As a professional procrastinator, I have missed the start of Lent, which would have been the ideal challenge to eating healthier and drinking less. I did TRY Lent for the first-time last year. I decided to not eat white bread and no food after 8pm, which can be very tricky when on the road and late nights. I lasted 11 days. I still blame that two bottles of wine and my friend Claire for putting Mozzarella dippers in the oven at 11pm. That said, no point ‘throwing the baby out with the bath water ‘(an alarming phrase I believe I heard at Slimming World once) so my challenge for March is no booze! For some people this would be easy, others have conquered this during Dry January – good for them, I considered it myself but the most depressing month of the year I wouldn’t have lasted. I have got into the bad habit of drinking two or three times a week, and not just one or two glasses. The next day ‘hangxiety’ has become a regular occurrence and when the wine comes out, so do the cheese and crackers, so for the sake of my mental wellbeing and waistline, I am going to see how I get on without it for 31 days.

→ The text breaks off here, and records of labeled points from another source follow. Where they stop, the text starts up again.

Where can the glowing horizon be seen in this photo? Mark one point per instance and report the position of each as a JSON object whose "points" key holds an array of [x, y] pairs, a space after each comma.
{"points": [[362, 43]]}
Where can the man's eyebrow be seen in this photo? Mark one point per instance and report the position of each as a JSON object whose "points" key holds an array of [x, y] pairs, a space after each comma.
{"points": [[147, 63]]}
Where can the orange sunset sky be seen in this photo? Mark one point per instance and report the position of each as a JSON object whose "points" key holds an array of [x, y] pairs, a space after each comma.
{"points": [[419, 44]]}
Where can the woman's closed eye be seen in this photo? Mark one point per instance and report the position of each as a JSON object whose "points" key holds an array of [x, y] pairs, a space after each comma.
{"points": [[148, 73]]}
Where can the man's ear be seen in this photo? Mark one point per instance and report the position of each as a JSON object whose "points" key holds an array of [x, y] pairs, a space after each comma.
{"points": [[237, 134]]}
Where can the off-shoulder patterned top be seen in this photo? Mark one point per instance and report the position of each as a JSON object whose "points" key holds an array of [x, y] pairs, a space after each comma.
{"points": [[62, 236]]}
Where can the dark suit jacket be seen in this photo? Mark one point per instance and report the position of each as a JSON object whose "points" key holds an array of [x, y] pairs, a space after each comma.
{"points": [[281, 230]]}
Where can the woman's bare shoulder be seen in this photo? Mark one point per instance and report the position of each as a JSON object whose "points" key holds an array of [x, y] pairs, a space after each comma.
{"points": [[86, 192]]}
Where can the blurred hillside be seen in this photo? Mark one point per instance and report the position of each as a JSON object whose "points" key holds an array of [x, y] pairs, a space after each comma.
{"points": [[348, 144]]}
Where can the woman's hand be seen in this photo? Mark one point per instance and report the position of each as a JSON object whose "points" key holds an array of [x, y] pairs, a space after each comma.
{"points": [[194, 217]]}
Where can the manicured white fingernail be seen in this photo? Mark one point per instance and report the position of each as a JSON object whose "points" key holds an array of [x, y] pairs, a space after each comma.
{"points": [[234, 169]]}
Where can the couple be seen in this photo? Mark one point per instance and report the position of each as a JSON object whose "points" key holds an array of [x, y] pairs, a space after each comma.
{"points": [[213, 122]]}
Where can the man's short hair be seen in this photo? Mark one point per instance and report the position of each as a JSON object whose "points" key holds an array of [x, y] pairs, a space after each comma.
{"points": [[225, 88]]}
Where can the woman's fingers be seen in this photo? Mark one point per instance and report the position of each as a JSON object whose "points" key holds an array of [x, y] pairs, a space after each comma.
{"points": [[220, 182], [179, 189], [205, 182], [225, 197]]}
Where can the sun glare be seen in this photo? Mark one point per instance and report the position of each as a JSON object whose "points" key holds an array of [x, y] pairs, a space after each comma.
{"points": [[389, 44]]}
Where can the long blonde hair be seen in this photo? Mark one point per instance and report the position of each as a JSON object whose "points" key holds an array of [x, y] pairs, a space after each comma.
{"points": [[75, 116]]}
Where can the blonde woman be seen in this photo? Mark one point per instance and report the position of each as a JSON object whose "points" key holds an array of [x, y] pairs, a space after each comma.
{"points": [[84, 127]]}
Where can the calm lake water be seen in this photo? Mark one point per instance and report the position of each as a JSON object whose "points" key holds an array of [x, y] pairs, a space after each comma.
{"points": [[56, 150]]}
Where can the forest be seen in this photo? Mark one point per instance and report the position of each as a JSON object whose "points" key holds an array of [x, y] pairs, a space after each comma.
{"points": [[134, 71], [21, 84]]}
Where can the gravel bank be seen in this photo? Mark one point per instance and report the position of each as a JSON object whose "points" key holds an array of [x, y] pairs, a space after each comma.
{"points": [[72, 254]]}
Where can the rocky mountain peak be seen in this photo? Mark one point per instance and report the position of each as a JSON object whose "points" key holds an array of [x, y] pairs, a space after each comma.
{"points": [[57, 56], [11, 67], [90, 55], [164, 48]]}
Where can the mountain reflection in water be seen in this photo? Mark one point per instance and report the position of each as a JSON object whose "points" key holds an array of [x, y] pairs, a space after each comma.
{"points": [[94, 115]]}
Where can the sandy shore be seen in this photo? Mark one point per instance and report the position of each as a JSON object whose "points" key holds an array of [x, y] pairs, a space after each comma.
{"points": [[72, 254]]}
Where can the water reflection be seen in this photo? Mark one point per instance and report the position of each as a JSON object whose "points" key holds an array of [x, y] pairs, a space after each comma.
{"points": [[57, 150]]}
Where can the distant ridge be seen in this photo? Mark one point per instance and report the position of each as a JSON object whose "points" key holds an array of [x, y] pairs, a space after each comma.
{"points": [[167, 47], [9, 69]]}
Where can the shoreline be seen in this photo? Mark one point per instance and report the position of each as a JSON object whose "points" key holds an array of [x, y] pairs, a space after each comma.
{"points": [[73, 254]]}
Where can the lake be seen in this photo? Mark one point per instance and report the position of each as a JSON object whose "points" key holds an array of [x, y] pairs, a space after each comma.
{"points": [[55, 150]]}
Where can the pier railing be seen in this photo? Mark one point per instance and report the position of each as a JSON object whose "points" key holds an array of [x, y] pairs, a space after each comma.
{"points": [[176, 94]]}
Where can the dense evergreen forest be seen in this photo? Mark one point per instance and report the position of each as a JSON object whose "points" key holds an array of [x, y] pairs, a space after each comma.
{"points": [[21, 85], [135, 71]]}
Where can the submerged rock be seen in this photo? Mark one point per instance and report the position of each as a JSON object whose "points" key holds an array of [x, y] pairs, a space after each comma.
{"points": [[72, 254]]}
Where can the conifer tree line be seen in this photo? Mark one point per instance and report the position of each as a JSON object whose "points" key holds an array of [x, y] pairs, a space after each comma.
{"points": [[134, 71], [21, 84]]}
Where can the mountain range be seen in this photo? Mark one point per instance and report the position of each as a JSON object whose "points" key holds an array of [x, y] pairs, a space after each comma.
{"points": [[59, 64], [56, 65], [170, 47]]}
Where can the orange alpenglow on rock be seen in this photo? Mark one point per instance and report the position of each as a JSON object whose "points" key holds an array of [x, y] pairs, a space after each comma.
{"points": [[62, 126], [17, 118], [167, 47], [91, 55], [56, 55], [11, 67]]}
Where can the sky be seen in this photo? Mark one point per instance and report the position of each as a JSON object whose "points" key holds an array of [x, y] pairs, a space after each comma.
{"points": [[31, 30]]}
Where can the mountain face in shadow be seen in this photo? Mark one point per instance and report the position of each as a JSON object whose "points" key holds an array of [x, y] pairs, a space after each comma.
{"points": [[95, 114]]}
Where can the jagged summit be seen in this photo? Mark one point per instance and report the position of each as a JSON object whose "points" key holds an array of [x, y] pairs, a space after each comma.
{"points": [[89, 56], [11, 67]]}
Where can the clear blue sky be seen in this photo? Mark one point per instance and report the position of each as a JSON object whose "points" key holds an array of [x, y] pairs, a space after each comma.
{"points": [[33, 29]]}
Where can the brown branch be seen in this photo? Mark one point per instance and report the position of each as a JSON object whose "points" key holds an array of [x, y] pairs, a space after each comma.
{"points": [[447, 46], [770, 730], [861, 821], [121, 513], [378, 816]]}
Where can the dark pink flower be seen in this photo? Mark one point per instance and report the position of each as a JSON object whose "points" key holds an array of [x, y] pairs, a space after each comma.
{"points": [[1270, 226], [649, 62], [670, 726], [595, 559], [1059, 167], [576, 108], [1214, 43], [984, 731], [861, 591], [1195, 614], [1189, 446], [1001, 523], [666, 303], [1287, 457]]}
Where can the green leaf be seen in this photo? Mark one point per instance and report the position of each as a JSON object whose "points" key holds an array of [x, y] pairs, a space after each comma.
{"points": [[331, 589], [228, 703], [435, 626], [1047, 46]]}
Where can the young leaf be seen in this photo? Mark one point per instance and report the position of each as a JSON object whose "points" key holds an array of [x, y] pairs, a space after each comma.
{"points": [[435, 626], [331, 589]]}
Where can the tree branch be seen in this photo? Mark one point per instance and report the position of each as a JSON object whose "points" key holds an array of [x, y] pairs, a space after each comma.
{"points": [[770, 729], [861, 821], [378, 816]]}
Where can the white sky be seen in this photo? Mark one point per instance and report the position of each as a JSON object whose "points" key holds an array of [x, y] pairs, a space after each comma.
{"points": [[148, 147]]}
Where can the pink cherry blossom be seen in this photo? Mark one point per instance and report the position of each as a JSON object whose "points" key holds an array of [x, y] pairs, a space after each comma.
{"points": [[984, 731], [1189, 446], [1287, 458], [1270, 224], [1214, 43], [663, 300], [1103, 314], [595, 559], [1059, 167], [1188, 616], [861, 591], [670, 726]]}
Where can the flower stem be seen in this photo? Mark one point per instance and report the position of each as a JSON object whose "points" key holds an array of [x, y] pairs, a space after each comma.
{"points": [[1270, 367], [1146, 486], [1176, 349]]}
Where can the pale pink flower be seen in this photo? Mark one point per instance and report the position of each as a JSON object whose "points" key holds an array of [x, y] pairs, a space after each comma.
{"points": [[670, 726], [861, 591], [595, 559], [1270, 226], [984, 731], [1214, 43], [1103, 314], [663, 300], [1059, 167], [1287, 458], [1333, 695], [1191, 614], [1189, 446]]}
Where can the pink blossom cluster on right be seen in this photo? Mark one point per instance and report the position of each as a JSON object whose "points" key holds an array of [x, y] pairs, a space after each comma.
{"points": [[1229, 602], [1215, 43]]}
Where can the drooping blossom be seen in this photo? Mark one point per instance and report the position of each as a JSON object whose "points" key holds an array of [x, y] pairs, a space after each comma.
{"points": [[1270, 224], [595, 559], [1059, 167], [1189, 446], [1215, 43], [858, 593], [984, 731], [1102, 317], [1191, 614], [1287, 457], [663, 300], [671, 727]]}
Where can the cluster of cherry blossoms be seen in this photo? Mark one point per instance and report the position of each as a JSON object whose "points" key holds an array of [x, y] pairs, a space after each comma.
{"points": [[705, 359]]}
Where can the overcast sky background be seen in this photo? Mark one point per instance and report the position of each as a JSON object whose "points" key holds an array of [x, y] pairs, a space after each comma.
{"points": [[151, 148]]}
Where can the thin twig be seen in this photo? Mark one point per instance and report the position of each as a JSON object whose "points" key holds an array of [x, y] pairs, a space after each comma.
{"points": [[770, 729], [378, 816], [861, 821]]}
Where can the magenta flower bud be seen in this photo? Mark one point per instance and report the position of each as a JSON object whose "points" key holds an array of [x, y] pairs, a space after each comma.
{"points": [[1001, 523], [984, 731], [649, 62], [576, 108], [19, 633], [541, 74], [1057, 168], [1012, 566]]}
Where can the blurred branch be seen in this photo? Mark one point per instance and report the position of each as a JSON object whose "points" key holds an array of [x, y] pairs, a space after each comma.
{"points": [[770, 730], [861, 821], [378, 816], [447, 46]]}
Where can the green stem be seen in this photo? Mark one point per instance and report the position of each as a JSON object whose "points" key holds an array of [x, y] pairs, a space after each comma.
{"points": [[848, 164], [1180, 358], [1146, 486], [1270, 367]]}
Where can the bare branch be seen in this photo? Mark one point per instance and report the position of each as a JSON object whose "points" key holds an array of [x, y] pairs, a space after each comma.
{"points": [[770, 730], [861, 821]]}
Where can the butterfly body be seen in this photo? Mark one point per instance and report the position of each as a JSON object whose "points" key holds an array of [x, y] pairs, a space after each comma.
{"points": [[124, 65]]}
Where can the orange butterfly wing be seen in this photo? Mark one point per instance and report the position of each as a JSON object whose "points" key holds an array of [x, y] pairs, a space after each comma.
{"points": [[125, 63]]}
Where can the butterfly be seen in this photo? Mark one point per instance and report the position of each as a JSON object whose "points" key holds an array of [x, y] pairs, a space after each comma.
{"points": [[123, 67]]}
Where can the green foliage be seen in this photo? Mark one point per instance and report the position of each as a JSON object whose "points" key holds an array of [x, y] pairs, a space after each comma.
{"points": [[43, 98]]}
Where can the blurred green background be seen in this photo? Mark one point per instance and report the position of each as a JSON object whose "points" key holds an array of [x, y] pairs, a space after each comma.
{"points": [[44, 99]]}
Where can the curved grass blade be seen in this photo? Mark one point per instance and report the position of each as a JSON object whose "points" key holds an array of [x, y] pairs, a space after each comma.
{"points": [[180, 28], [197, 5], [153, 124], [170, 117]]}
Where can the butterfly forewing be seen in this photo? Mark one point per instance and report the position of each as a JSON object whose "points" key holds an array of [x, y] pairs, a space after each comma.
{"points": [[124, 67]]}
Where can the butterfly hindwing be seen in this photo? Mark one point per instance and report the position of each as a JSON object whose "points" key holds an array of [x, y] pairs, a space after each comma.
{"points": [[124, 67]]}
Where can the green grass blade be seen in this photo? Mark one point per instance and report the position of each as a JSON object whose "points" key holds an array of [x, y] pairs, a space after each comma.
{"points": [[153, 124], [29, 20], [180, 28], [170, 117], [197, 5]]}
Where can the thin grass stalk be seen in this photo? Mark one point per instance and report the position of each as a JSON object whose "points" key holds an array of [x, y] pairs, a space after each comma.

Mum is going to try too to support me, but she has been allowed a loophole, if she has a bad day of work, she has permission to indulge. Thirty-six years in the NHS and putting up with me, I wouldn’t blame her if she attached her own pinot grigio drip!

Second of March and no alcohol has passed my lips so far this month (starts making homemade rosette). I am already feeling optimistic that maybe I could do this. Hello March, Hello Network She readers. Hello potential new Suzy in the lovely dress.

Time to dust off the yoga mat and pull back that front door curtain and glimpse outside.